The provisions of the 474th section of the Code are general, and apply to all debtors, and render all equitable estates liable *357to their provisions unless the same are exempt by law from the payment of indebtedness.

In ’the case of Speed v. Brown, &c. (10 B. Mon. 109) this court decided that the salary of the marshal of the city of Louisville was subject to the payment of his debts, and that the same could be attached on the return of no property found, and applied to the payment of his judgment creditor. This decision was rendered in 1849, and has been acquiesced in without legislative or judicial change ever since, and must now be regarded as the law of this state. We see no sound public policy that this rule of law contravenes.

The employees of the various towns and cities of this state number many thousands, and we see no reason why their wages should not be as liable to the payment of their debts as the wages of private employees.

An exemption of the salaries of city and town employees from coercive appropriation to the payment of their debts would result in a denial of credit to them, and consequently in more injury than benefit.

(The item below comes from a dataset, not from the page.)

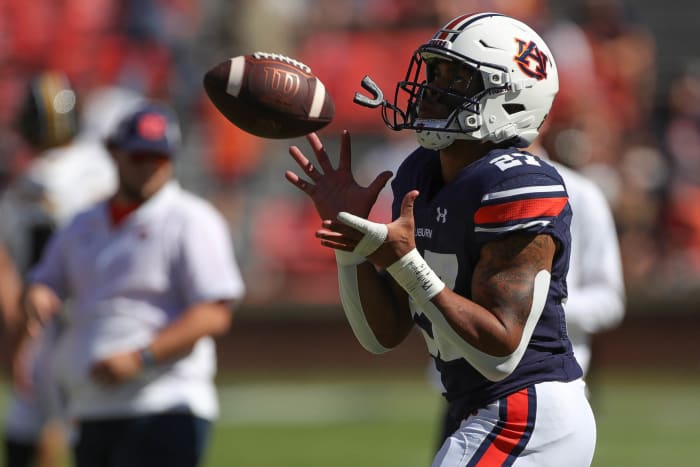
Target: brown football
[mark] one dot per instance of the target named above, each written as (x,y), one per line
(269,95)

But however this may be, the liability of the city of Louisville to garnishment for the salary of its marshal, and the appropriation of the same to the payment of his debts, has been sustained by this court; and as we believe the law was then correctly ruled, a new trial is granted in this cause, and the judgment of the lower court reversed, with directions to sustain the attachment as to the fund due appellee and in the hands of the city, and for other proceedings not inconsistent herewith.